Yusuf Aydin

Personal information
- Full name: Yusuf George Aydin
- Born: 13 September 2000 (age 25) Wakefield, West Yorkshire, England
- Height: 6 ft 1 in (1.85 m)
- Weight: 15 st 10 lb (100 kg)

Playing information
- Position: Prop
Club
| Years | Team | Pld | T | G | FG | P |
| 2020–22 | Wakefield Trinity | 30 | 2 | 0 | 0 | 8 |
| 2021(loan) | → York City Knights | 3 | 0 | 0 | 0 | 0 |
| 2022(loan) | → Sheffield Eagles | 4 | 0 | 0 | 0 | 0 |
| 2022(loan) | → Leeds Rhinos | 1 | 0 | 0 | 0 | 0 |
| 2023–24 | Hull KR | 9 | 0 | 0 | 0 | 0 |
| 2023(loan) | →Featherstone Rovers | 2 | 0 | 0 | 0 | 0 |
| 2024(DR) | →Featherstone Rovers | 3 | 0 | 0 | 0 | 0 |
| 2024(loan) | →Hull F.C. | 2 | 0 | 0 | 0 | 0 |
| 2024– | Hull F.C. | 10 | 1 | 0 | 0 | 0 |
|  | Total | 64 | 3 | 0 | 0 | 8 |
Representative
| Years | Team | Pld | T | G | FG | P |
| 2019– | Turkey | 1 | 0 | 0 | 0 | 0 |
- Source: As of 8 May 2024

= Yusuf Aydin =

Turkey international rugby league footballer

Yusuf Aydin (born 13 September 2000) is a Turkish international rugby league footballer who plays as a for Hull FC in the Super League.

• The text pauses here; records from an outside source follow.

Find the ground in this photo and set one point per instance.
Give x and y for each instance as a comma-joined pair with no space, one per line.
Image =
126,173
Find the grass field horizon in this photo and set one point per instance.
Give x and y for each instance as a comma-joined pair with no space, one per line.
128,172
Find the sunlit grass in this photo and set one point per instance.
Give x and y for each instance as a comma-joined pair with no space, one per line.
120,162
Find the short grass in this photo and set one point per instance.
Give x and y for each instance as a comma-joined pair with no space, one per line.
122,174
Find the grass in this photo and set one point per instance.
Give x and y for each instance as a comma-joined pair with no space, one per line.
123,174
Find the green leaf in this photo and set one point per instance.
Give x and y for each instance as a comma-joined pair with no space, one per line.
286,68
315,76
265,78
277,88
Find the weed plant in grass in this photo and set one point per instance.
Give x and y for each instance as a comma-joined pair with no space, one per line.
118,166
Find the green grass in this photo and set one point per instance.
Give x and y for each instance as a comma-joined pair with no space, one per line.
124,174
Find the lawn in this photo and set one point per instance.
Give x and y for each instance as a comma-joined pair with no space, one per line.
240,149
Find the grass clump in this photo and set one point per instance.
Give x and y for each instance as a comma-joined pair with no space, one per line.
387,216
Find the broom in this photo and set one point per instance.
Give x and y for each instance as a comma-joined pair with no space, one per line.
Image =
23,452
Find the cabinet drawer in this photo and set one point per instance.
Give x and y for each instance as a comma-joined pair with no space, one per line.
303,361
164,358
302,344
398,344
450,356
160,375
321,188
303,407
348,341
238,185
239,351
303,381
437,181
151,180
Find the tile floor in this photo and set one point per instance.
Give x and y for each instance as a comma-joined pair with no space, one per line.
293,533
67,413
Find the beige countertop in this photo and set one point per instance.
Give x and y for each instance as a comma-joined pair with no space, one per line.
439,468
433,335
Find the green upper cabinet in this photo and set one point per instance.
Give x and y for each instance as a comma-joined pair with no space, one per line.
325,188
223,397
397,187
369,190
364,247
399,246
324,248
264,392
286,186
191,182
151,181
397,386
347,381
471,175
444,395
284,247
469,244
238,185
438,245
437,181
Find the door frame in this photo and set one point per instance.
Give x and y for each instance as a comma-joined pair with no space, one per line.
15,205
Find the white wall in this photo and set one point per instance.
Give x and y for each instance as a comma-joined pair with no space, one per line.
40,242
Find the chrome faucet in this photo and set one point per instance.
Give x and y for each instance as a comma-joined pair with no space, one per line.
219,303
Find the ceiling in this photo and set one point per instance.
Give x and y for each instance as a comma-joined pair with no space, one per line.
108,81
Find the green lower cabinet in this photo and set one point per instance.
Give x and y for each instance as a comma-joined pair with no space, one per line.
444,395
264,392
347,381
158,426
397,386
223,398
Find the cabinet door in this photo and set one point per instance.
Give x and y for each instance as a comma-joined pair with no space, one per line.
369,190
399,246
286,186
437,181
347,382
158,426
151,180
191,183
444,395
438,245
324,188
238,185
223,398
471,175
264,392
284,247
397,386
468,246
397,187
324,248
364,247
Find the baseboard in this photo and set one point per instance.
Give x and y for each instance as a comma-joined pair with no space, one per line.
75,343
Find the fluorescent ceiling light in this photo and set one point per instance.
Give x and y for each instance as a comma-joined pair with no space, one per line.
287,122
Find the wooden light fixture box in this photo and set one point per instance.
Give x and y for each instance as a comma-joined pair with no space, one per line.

He has previous spent time on loan from Leeds at Wakefield Trinity in the Super League.

==Background==
Aydin was born in Wakefield, West Yorkshire, England and is of Turkish heritage.

==Club Career==

===Wakefield Trinity===
Aydin made his professional debut in round 12 of the 2020 Super League season for Wakefield against Hull FC.

====Featherstone Rovers (loan)====
On 5 April 2023 he join Featherstone Rovers on a short-term loan deal.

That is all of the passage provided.